Researchers at Cyren describe a phishing attack that resulted from the theft of a stolen iPad. The iPad was stolen on a train in Switzerland, and briefly appeared on Apple’s location services in Paris a few days later. The owner assumed the iPad was lost for good, but sent a message to the iPad with her phone number just in case.
More than six months later, the owner received a text message claiming to be from Apple Support, claiming that her iPad had been found. The message included a link to a spoofed iCloud website that asked for her Apple login details. Fortunately, she didn’t fall victim to this attack.
Cyren’s researchers then tied this attack to a sophisticated phishing kit designed to spoof multiple Apple services. The attacker receives the stolen data via a custom-made Telegram bot.

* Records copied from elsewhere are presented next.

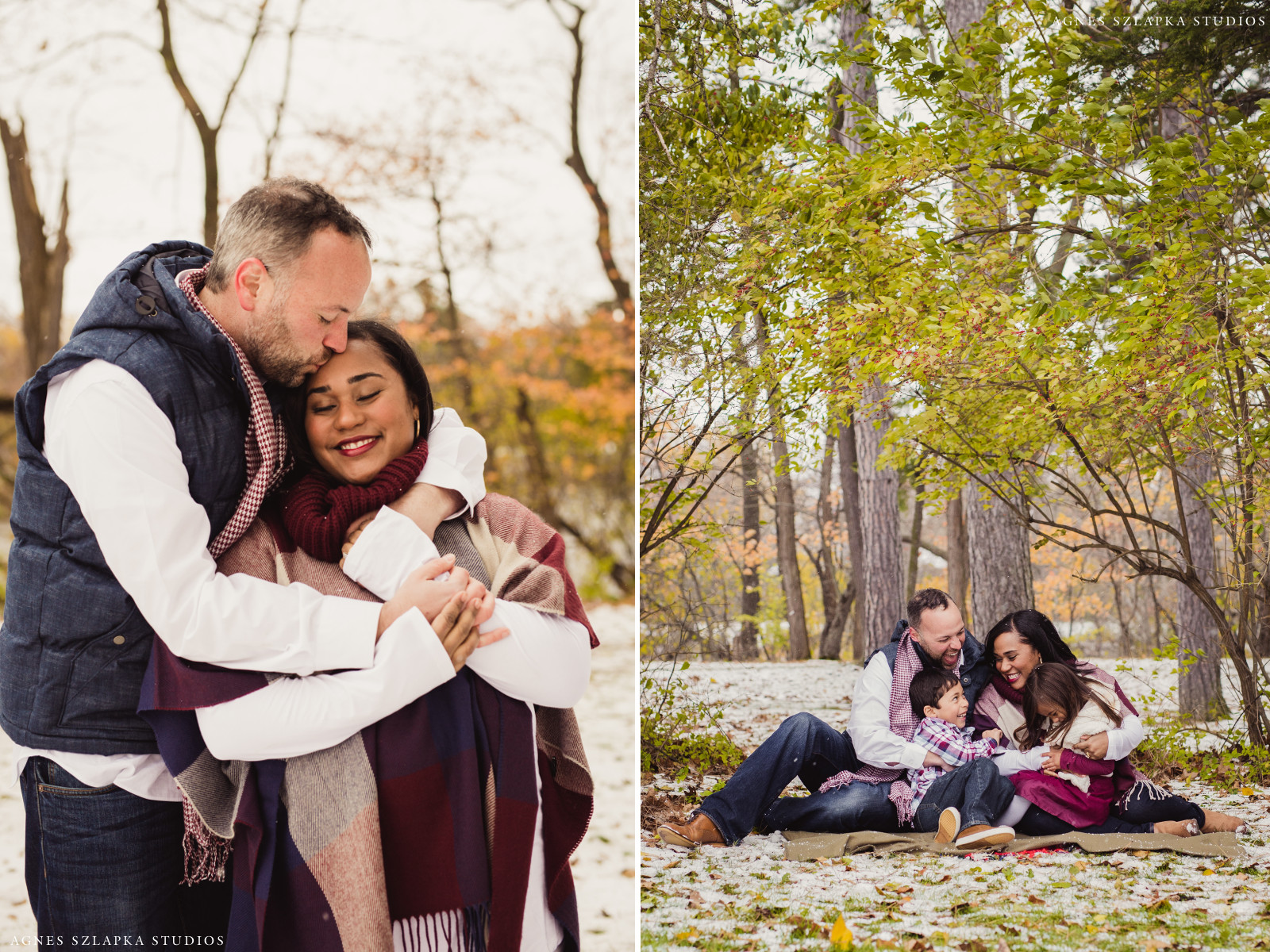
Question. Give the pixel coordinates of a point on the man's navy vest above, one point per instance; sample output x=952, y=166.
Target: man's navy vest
x=74, y=647
x=975, y=670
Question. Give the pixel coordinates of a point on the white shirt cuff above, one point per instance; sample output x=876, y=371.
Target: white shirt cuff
x=296, y=716
x=391, y=547
x=343, y=632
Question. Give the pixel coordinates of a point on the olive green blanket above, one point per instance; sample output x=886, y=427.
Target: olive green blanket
x=813, y=846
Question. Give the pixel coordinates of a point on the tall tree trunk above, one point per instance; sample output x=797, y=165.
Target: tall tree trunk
x=1000, y=559
x=787, y=531
x=962, y=14
x=837, y=602
x=1000, y=562
x=959, y=552
x=41, y=268
x=747, y=643
x=1199, y=647
x=850, y=479
x=914, y=545
x=856, y=84
x=787, y=541
x=882, y=578
x=622, y=296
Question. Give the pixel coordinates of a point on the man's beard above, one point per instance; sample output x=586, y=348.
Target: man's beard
x=270, y=348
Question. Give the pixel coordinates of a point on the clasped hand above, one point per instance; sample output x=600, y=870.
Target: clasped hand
x=452, y=602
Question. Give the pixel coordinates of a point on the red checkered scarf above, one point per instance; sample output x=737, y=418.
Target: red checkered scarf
x=266, y=443
x=903, y=723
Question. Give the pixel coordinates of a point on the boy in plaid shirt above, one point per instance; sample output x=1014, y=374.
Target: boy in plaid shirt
x=937, y=695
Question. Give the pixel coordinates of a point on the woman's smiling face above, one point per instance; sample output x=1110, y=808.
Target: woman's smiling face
x=1015, y=659
x=359, y=416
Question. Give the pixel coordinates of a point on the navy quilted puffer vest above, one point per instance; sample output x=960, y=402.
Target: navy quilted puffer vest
x=73, y=645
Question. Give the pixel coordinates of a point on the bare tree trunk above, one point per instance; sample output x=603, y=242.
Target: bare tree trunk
x=857, y=80
x=787, y=541
x=603, y=241
x=962, y=14
x=540, y=493
x=40, y=267
x=1000, y=562
x=837, y=603
x=850, y=479
x=1199, y=647
x=1122, y=622
x=959, y=552
x=914, y=545
x=880, y=578
x=747, y=643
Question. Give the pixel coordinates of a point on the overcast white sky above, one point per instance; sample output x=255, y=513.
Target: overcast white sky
x=478, y=86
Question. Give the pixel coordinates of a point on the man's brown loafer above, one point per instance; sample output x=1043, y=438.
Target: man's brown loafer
x=698, y=831
x=1223, y=823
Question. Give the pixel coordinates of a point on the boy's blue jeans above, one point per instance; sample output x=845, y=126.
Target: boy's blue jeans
x=106, y=863
x=806, y=748
x=977, y=790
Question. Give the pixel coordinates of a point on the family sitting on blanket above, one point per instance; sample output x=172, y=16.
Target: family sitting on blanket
x=859, y=778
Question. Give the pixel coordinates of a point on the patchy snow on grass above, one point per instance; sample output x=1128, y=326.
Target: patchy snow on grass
x=749, y=898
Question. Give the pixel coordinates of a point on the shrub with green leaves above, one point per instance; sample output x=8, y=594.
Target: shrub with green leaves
x=679, y=734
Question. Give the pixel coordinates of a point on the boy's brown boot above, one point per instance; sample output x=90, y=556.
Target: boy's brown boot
x=950, y=822
x=984, y=835
x=698, y=831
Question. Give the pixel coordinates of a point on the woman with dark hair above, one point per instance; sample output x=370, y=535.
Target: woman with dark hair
x=1016, y=647
x=433, y=799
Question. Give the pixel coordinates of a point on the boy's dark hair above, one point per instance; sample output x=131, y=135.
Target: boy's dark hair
x=924, y=601
x=929, y=685
x=398, y=352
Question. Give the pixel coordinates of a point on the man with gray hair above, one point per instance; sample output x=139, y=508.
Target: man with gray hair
x=851, y=774
x=146, y=447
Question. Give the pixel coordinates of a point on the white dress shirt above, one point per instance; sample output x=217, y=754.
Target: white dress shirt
x=869, y=727
x=108, y=441
x=545, y=660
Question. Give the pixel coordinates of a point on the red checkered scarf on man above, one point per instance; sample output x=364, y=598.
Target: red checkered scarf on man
x=903, y=724
x=266, y=442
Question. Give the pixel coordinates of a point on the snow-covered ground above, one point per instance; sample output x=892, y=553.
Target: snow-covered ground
x=749, y=898
x=605, y=865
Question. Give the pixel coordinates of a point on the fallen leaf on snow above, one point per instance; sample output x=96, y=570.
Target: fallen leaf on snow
x=841, y=937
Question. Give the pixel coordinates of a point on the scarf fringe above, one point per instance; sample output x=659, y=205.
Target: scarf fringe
x=452, y=931
x=1153, y=793
x=206, y=854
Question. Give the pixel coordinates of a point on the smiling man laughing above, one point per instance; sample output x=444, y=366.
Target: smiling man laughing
x=146, y=446
x=856, y=778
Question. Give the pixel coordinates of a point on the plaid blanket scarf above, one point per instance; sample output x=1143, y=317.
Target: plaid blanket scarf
x=391, y=835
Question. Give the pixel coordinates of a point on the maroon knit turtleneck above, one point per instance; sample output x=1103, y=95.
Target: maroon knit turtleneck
x=318, y=511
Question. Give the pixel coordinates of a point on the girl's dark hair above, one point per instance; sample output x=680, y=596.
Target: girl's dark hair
x=398, y=352
x=1057, y=685
x=1033, y=628
x=929, y=685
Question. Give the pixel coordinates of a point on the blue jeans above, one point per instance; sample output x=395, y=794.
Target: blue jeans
x=806, y=748
x=977, y=790
x=107, y=863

“A Telegram bot is useful for this purpose since it allows for easy broadcast via the cloud – in technical terms, a http API,” the researchers write. “It's surprisingly easy to set up a Telegram bot for this purpose, the process can be done in about one minute. [A]fter creating a bot, you receive an authentication token. The authentication token allows you to control the bot and send messages. The reason that the attackers are using it is because Telegram has an HTTP-based interface which allows bot owners to send messages just using a HTTP request that includes the token of the bot, a chat id, and the message. This is all completely free of charge and the bot owner doesn’t need their own separate server to handle the communication. It is also user friendly for the attacker as he conveniently receives the victim info in a telegram chat.”
After stealing the credentials and logging into the victim’s account, the phishing kit will automatically remove the linked iCloud account from the device. This allows the attacker to “reset the stolen devices and set them up as new devices so they can be sold.”